If you have ever seen the Navy’s Blue Angels high performance team in action, you have seen some of the world’s best pilots making aircraft do things you might not have thought possible. Taxing the limits of pilot and machine in high and low speed maneuvers, they are indeed a wonder to behold. Still, things can-and sometimes do, go wrong.
Early reports are that one of the F/A-18 Hornets went down into a residential area outside of Beaufort Marine Corps Air Station outside of Beaufort, South Carolina. At least part of the aircraft apparently hit at least one house. The only reported fatality is the pilot.
CNN reported that the plane might have hit the top of a tree, while FOX News reported it may have hit a power line. As of this writing neither report was confirmed. Whether it struck something like that or not isn’t going to be a cause for a crash like this, though. The Blue Angels advance teams thoroughly research the areas they will be flying in and are more than aware of any potential hazards. The most likely scenario to be considered has to be some type of mechanical error. Pilot error is a possibility too, or contact between the plane and one of the others. There could have even been an impact with a bird that set the crash into motion. It is far too early to do anything more than speculate about what might have gone wrong.
The official site for the Blue Angels defines the mission as one “to enhance Navy and Marine Corps recruiting efforts and to represent the naval service to the United States, its elected leadership, and foreign nations.” It is something they have been doing quite well for decades. And while many are steadfastly against what the United States military is doing in Iraq, they recognize that the war is a separate issue from the outstanding pilots that serve our nation.
The team is scheduled to preform 66 times this year at 35 sites. There is no indication yet whether any of these shows will have to be canceled or rescheduled due to today’s crash. Crowds for the air show in Beaufort were estimated to be near 100,000. More than 15 million people in all are expected to see them this year. I have had the opportunity to see them twice, and I can’t help but be amazed by the extraordinary interface between pilot and machine.
The first air show by the squadron was in June of 1946. Needless to say, they were not flying the same aircraft. This year is the 20th that they have been in the F//A-18 Hornet. The name “Blue Angels” came from a member of the original team who saw it in an issue of New Yorker Magazine. It was an article about the Blue Angel nightclub.

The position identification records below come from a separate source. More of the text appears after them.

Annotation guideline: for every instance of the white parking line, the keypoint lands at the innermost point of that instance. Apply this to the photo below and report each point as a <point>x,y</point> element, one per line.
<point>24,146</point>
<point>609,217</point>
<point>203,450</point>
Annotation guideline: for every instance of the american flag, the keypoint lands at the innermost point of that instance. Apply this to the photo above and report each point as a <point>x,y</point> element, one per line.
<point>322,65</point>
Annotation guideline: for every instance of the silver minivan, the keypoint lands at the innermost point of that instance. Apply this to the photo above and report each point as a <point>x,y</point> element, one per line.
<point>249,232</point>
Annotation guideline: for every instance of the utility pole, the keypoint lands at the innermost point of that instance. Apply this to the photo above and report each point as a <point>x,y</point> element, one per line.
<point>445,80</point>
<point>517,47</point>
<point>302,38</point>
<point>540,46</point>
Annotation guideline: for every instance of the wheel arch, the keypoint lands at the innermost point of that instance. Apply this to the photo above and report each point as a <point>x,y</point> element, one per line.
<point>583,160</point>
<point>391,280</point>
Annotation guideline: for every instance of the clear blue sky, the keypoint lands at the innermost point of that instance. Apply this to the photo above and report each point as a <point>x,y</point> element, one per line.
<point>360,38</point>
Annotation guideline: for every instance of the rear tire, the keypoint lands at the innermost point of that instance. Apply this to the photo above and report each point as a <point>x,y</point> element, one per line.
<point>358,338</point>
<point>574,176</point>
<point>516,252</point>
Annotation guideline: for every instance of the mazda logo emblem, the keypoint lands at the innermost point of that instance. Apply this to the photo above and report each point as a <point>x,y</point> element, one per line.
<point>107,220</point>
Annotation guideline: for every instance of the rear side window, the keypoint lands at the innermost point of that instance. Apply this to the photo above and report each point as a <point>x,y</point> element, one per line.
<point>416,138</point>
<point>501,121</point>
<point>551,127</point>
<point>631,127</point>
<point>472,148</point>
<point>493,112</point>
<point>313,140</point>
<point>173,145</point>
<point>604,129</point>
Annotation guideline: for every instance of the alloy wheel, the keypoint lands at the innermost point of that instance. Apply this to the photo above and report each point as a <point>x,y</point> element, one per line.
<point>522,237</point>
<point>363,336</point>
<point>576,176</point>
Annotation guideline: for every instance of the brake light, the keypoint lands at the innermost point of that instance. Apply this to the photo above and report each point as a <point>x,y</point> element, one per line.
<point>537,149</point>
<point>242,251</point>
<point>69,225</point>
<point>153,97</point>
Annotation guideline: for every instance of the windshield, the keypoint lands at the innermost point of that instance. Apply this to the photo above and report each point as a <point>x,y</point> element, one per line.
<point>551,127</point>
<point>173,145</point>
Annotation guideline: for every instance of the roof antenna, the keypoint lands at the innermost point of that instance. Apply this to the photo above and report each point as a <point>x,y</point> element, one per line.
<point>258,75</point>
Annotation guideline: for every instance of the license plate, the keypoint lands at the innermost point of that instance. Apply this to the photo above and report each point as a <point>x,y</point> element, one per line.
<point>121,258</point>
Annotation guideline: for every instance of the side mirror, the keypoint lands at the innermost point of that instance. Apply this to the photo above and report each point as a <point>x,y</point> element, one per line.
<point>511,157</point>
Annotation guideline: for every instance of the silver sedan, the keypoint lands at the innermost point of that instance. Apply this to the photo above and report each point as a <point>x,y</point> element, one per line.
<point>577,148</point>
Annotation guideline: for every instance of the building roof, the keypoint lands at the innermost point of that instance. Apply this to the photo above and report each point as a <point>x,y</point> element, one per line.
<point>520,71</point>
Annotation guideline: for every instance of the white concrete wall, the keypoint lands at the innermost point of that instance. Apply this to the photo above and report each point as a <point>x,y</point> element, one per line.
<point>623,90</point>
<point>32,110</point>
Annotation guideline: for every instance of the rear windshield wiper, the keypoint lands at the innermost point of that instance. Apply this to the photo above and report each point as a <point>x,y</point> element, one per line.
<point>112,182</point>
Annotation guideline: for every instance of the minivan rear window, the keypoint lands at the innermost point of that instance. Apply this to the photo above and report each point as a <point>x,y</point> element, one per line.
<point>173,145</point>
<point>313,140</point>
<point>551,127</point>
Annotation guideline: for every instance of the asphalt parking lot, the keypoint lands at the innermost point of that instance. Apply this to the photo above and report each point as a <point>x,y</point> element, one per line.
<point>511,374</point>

Blue Angel pilots have been called “the best of the best.” It’s hard for anyone who has seen them to argue. Especially considering they have been carrier pilots. Anyone who can pilot an aircraft that is catapulted into the air by high pressure steam and lands by snagging a cable on a pitching deck that is a hell of alot shorter than any runway definitely has a pretty high level of skill.
This past summer there was a crash at an air show about two miles from where I live in Hillsboro, Oregon. It was a solo crash, not involving an air team. There was some talk after the crash that maybe the show should be canceled. Not only was that soundly rejected, the show was actually expanded. The Blue Angels are expected to be here again this summer. They also are a big part of the Seafair summer festival in Seattle each summer. My hope is that they will continue to perform for many years to come. That would be the best tribute to the fallen pilot.